The females look great!! The light colored one is very pretty and unique looking.


----------



## Stazz (May 27, 2009)

YAAAAY so exciting !!!! Its definitely tort baby boom time hehehe. Congrats !


----------



## Crazy1 (May 27, 2009)

Patrick I am definitely sitting with my fingers crossed hoping for a firtile egg for you.  How exciting. Though I do not think in the pic it looks like it has chalked yet (sorry Tim and Robin). But with dealing with box turtle eggs I am sure you know what an egg looks like when it chalks. Please keep us informed.


----------



## Millerlite (May 27, 2009)

Congrats patman, You are the man when it comes to eggs, lol


----------



## Isa (May 27, 2009)

Congratulations for the 2 new beautiful tortoises and for the eggs


----------



## jlyoncc1 (May 27, 2009)

Congrats - super exciting!


----------



## egyptiandan (May 27, 2009)

Thats great news Patrick 

Pancake eggs are interesting in that they lightly chalk (if fertile) within the first week. It's not a deep white, but more a whitish cast. You can see it happening with a small flashlight. Than the 1 to 3 month wait before the egg starts to develop. 

Danny


----------



## Crazy1 (May 27, 2009)

wow, it is so interesting to read about how different torts work and grow. Even chalking is different in different species. Who knew. I thought chalking was the same, now I know different.


----------



## iridedumped (May 27, 2009)

you're so lucky!


----------



## Jacqui (May 27, 2009)

First off, really nice pancakes you have. Second is congrats and fingers crossed on the egg!


----------



## desertsss (May 27, 2009)

Congrats. Hope it turns out to be fertile. So exciting!! Keep posted!


----------



## kaabi (Aug 1, 2009)

Hi my pancake just laid an egg too i m incubating it at 30 to 31 degreeC but am unsure about the humidity, can you pls help me out here?


----------



## PATMAN (Aug 1, 2009)

kaabi said:


> Hi my pancake just laid an egg too i m incubating it at 30 to 31 degreeC but am unsure about the humidity, can you pls help me out here?
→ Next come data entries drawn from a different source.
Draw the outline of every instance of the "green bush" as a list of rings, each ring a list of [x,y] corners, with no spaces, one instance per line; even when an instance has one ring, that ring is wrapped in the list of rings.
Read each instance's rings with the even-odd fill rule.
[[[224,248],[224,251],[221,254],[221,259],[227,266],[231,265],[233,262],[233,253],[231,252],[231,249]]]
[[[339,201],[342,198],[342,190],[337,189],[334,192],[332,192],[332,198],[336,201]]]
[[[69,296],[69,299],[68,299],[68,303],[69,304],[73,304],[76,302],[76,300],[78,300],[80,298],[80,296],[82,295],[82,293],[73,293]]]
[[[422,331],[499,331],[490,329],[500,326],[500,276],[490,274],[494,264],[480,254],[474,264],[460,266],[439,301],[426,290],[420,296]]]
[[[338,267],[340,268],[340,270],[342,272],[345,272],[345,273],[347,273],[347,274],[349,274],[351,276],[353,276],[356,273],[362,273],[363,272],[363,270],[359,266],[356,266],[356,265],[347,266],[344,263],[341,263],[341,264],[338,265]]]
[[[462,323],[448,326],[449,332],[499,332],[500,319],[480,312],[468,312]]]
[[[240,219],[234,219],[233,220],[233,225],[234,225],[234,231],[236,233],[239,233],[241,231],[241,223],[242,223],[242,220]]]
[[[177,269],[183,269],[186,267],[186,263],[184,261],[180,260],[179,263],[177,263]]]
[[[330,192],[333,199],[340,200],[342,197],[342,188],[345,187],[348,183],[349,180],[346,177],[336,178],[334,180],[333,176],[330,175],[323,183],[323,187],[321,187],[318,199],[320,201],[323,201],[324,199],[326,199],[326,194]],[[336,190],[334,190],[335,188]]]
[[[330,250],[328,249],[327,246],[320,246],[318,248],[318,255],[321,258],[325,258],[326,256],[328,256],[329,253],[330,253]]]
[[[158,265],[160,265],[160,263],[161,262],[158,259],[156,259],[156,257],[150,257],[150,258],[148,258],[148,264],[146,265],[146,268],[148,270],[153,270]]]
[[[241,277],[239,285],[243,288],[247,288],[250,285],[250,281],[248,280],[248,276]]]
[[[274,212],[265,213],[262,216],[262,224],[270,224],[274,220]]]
Unfortunately, my egg turned out to be infertile and the inside dried up. I kind of figured it was not fertile because it never turned a nice white color.

As for humidity, Tim/Robin told me to keep the ambient humidity up to at least 70%. Once any pip, I keep the humidity around 80% . Good luck with your egg and let us know if and when it hatches!


----------



## kaabi (Aug 4, 2009)

PATMAN said:


> kaabi said:
> 
> 
> > Hi my pancake just laid an egg too i m incubating it at 30 to 31 degreeC but am unsure about the humidity, can you pls help me out here?
> ...



ok i got the temp to be at 30 to 31 but in the morning it will drop to around 29plus, and durin the hottest time of the day it can reach max 31.2 is it ok?


----------



## PATMAN (Aug 4, 2009)

Yes it is OK. Many times the temp in the incubator will fluctate during the day. A few degrees should do no harm.


----------